While Cars isn’t necessarily a bad film, for Pixar, it’s a weird use of resources. While developing a universe filled with humanoid automobiles with expressive faces and motormouths is no stranger than some other films in this list, John Lasseter’s long-brewing passion project never quite justifies its existence quite as well as they did. There are always so many questions left unanswered, like, “Was this a human world that was overtaken by cars, AI-style, or did cars always run this world?” Or, “If this is, indeed, a car world, were the cars created by someone, like a car God, or did they simply exist?” Or, “What would a car god be like? Would He be a bigger car, or is he simply just a god who watches over self-driving cars?” Or, “If there is a god in this world, how does he make the cars? Does he have a giant factory in the sky? Does he simply will them into existence? Does he use parts from used cars to make new cars?” Or, “do cars in this universe grow up, or are they simply born as adults?” I’ll spare you the next 50 questions; I think you get the general idea.

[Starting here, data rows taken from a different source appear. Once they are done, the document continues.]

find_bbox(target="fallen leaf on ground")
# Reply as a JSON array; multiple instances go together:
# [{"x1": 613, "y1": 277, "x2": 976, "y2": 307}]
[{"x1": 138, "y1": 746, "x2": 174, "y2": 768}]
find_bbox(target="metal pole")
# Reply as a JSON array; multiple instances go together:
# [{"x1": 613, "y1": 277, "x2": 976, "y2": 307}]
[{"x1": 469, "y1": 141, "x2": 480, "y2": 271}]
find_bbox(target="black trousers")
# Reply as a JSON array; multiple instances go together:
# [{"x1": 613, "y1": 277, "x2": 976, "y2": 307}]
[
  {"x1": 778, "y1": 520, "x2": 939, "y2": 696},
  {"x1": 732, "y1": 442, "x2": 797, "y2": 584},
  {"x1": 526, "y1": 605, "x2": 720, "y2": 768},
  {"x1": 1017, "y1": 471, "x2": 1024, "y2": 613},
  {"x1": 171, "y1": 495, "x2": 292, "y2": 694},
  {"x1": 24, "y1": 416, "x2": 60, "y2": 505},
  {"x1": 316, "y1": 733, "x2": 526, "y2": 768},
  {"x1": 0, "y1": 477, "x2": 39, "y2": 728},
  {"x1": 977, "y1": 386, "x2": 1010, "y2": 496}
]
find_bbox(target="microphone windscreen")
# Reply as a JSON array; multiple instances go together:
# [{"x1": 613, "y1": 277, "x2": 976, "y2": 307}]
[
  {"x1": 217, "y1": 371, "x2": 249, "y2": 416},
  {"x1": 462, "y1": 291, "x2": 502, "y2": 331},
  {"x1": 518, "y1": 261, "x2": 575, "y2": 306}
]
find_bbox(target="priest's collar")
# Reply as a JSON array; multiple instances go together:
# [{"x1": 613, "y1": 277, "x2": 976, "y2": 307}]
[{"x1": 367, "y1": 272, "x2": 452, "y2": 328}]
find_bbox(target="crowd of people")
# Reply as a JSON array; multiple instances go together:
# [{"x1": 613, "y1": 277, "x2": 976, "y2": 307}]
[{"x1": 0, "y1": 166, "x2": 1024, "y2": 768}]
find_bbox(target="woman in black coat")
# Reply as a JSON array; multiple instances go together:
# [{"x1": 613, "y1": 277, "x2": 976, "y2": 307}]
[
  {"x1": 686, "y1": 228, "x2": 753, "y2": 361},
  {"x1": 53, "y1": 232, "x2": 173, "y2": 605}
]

Nothing makes a lick of sense, but that’s okay. It doesn’t really need to, so long as the story is interesting, the characters are entertaining and the world is interesting. And how does it fair by those standards? The answer: good enough.
The characters range from good-to-bad, as some are little more than irksome stereotypes, while others are genuinely pretty compelling personalities, like Doc Hudson, voiced by Paul Newman in his final role. The world itself is inspired and often amusing in its conception, but at the same time, it’s not as funny, interesting or lively as the ones in, say, Toy Story, The Incredibles and/or Monsters, Inc., just to name a couple relative examples. And the story itself is basically just Doc Hollywood with talking vehicles. What results, then, is a production that’s not necessarily poor, but failing to reach top gear. Is that a proper car analogy? There are some well-observed character moments, some beautiful imagery (as always) and tons of noteworthy visual gags, but it’s ultimately a lesser effort for the animation company, and an unexpected sign of what was to come in the next decade.
Cars 3, for better or for worse, is set to become our 18th Pixar film, and we’ll have to wait until next year to see how it holds up. Unless, you know, you skip it. In the meantime, however, the Cars films are not among the best the studio has produced, but they’re not quite as bad as some people suggest either. I mean, I would much rather watch them before I’d view the Hotel Transylvania films again, revisit the Ice Age sequels or watch the Open Season “series.” I suppose that’s something to ram its engine.